The briefing also included speakers Brenda Toineeta Pipestem, Justice of the Eastern Band Cherokee Supreme Court, and Dawn Stover, Executive Director of the Alliance of Tribal Coalitions to End Violence, and was moderated by Elizabeth Carr, Senior Native Affairs Advisor for the National Indigenous Women’s Resource Center.
- Yesterday, Senator Murkowski introduced the Human Trafficking and Exploitation Prevention Training Act of 2020, which would prevent the human trafficking and exploitation of children by providing grants critical for training students, parents, teachers, and school personnel to understand, recognize, prevent, and respond to signs of human trafficking.
- In January of 2020, the White House task force, Operation Lady Justice, composed of federal officials from the U.S. Department of the Interior (DOI), U.S. Department of Justice (DOJ), and U.S. Department of Health and Human Services (HHS), held their first meeting. [Note: Assistant Secretary Tara Sweeney is a member of the task force.]
- In December 2019, the President signed into law a funding package which included for the first time, funding secured by Senator Murkowski to address the crisis of missing, trafficked, and murdered Indigenous women. Specifically, $6.5 million is included for the Bureau of Indian Affairs (BIA) to take a comprehensive look at the issue across the BIA and Indian Health Service (IHS), which includes funding for cold case work, background checks, equipment needs, training, and a directive for the IHS regarding forensic training. The bill also includes language directing coordination and data collection among Tribal, local, state, and federal law enforcement.

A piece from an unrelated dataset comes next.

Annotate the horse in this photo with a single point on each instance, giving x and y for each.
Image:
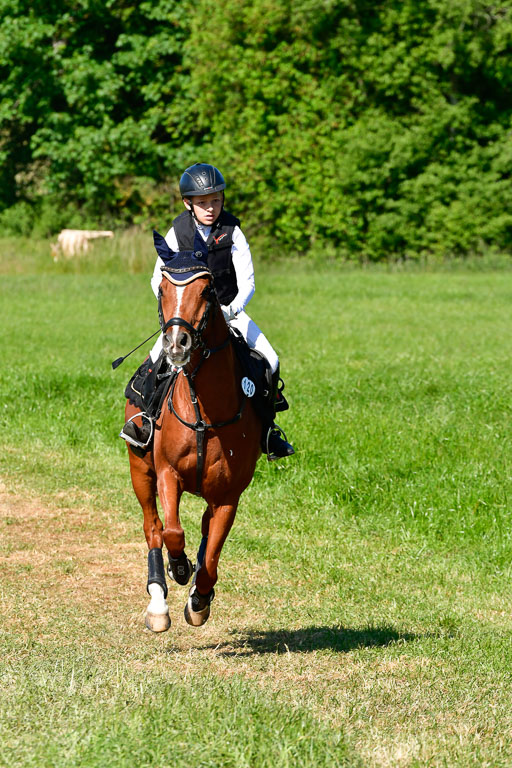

- In November of 2019, U.S. Attorney General Barr announced the Department of Justice would launch a national strategy to address the crisis of missing and murdered Indigenous persons. Following that announcement, President Donald J. Trump signed an executive order to establish Operation Lady Justice, a task force to help address the epidemic of missing and murdered Indigenous women.
- In November of 2019, the Senate Indian Affairs Committee advanced legislation led by U.S. Senators Murkowski and Cortez Masto (D-NV) to address the crisis of missing, murdered, and trafficked Native women. The bills, Savanna’s Act and Not Invisible Act, aim to combat the epidemic by improving the federal government’s response to the crisis. Savanna’s Act increases coordination among all levels of law enforcement, increases data collection and information sharing, and empowers tribal governments with access to law enforcement databases they need in cases involving missing and murdered Indigenous women and girls, wherever they occur. The Not Invisible Act engages law enforcement, tribal leaders, federal partners, and service providers and improves coordination across federal agencies. The bill designates an official to coordinate efforts across agencies and establishes a commission of tribal and federal stakeholders to make recommendations to the DOI and DOJ on best practices to combat the epidemic of disappearances, homicide, violent crime and trafficking of Native Americans and Alaska Natives.

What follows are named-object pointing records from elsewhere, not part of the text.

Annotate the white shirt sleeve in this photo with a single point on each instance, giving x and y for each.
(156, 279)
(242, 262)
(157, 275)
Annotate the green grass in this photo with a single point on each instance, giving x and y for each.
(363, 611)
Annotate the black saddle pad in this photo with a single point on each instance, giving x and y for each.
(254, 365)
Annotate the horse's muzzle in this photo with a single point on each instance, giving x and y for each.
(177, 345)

- In October of 2019, Murkowski introduced the Alaska Tribal Public Safety Empowerment Act, legislation to empower tribes in Alaska to exercise the special domestic violence criminal jurisdiction on a pilot basis.
- In January of 2019, the Senators introduced the Justice for Native Survivors of Sexual Violence Act with Senator Tom Udall and the Native Youth and Tribal Officer Protection Act (NYTOPA), which build on the Tribal jurisdiction provisions in the Violence Against Women Act of 2013 (VAWA 2013). Justice for Native Survivors aims to address sexual violence on Indian reservations by restoring Tribal authority to prosecute cases of sexual assault, sex trafficking, and stalking. NYTOPA reaffirms Tribal authority to prosecute attempted and threatened domestic violence and extends the VAWA 2013 protections to children and law enforcement personnel on Tribal lands.